Not surprisingly, several rights groups and foreign observers have accused Malaysian authorities of dragging their feet on releasing the findings of the government-sponsored inquiry into the mass graves in Wang Kelian as part of an official cover-up.
“Despite allegations of official complicity in migrant smuggling and trafficking crimes in relation to the 2015 discovery of migrant camps and mass graves in Wang Kelian, containing bodies of suspected Rohingya and Bangladeshi victims of extortion, torture and other crimes, authorities have not brought charges against any Malaysian official or private citizen,” the United States’ Department of State has noted in its latest annual Trafficking in Persons report.

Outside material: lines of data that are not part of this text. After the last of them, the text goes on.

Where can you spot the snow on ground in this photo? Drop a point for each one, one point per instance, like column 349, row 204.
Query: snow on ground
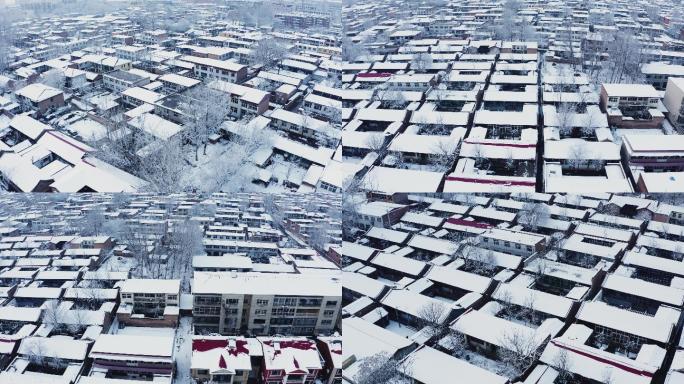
column 117, row 264
column 399, row 329
column 619, row 133
column 183, row 351
column 668, row 128
column 486, row 363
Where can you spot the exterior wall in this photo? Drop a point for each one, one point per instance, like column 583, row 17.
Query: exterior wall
column 620, row 123
column 262, row 315
column 53, row 102
column 673, row 103
column 169, row 321
column 119, row 85
column 133, row 367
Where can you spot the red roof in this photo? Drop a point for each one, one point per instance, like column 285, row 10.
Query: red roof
column 490, row 181
column 468, row 223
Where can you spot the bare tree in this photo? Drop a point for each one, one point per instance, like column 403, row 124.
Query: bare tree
column 531, row 213
column 378, row 368
column 421, row 62
column 92, row 223
column 164, row 169
column 518, row 350
column 563, row 365
column 54, row 314
column 268, row 53
column 54, row 78
column 183, row 243
column 204, row 110
column 432, row 318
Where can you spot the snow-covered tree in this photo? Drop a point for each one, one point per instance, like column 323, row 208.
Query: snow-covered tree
column 268, row 53
column 204, row 110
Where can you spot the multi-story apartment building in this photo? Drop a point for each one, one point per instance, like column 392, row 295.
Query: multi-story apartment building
column 219, row 359
column 206, row 68
column 514, row 242
column 265, row 304
column 302, row 20
column 631, row 105
column 40, row 97
column 289, row 360
column 119, row 81
column 243, row 100
column 149, row 302
column 254, row 249
column 674, row 95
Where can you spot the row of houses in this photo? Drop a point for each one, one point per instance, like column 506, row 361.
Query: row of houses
column 500, row 287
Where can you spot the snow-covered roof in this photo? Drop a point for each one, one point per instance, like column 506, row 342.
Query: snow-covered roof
column 430, row 366
column 169, row 287
column 221, row 354
column 255, row 283
column 28, row 126
column 594, row 363
column 293, row 355
column 363, row 339
column 631, row 90
column 538, row 300
column 645, row 289
column 363, row 285
column 58, row 347
column 152, row 348
column 156, row 126
column 457, row 278
column 38, row 92
column 654, row 328
column 392, row 180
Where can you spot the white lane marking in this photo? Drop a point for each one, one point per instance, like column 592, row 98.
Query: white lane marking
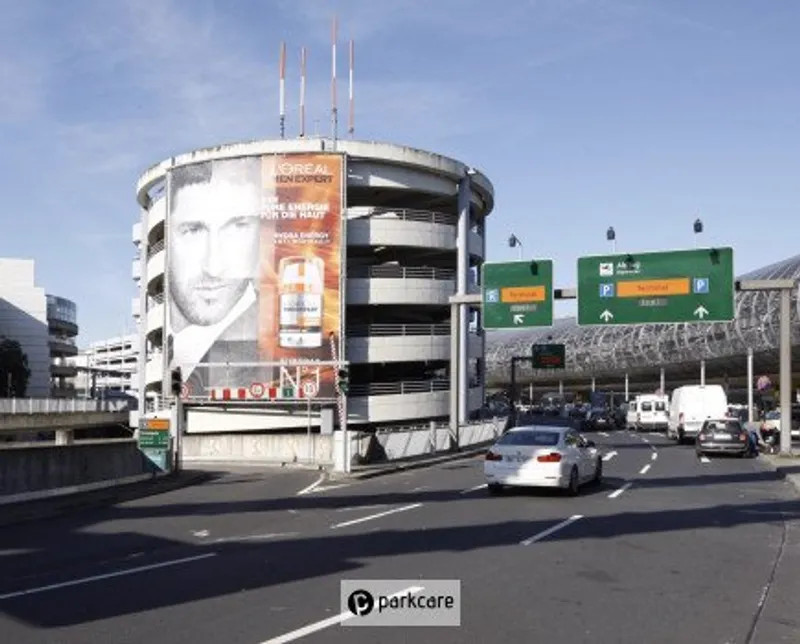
column 255, row 537
column 325, row 488
column 361, row 507
column 331, row 621
column 616, row 493
column 549, row 531
column 312, row 487
column 377, row 516
column 108, row 575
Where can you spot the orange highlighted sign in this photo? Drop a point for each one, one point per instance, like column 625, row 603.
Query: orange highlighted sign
column 157, row 424
column 651, row 288
column 522, row 294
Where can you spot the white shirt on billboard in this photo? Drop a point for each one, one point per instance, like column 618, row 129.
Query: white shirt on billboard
column 192, row 343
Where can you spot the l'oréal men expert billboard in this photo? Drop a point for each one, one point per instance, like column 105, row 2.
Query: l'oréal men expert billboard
column 254, row 274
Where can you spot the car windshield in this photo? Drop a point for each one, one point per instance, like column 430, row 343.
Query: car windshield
column 723, row 426
column 541, row 438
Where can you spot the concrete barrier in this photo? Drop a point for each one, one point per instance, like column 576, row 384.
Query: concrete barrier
column 30, row 471
column 318, row 450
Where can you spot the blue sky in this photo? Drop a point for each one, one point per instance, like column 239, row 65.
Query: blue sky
column 641, row 114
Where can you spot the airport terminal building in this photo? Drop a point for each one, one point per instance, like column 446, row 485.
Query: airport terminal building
column 261, row 264
column 608, row 353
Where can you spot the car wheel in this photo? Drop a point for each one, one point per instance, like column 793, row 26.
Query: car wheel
column 598, row 473
column 574, row 483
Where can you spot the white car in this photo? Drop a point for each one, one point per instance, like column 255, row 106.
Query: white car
column 542, row 456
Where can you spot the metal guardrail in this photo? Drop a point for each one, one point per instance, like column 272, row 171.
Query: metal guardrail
column 155, row 248
column 406, row 214
column 403, row 387
column 401, row 272
column 60, row 405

By refusing to release the inquiry’s findings, Malaysian authorities are in violation of their international obligation “to seek and obtain all relevant information concerning the commission of the alleged violation, the fate and whereabouts of the victim and, where appropriate, the process by which the alleged violation was officially authorized,” as per the guidelines of the UN special rapporteur on the promotion of truth, justice, reparation and guarantees of non-recurrence.
Fortify Rights insists that Malaysian authorities are beholden to the victims and their families to account for what really happened in Wang Kelian and who was responsible.
“The Malaysian government should fulfil the right to truth of the Wang Kelian survivors, victims and their relatives under international law and provide them and the general public with the RCI’s full report,” the group says.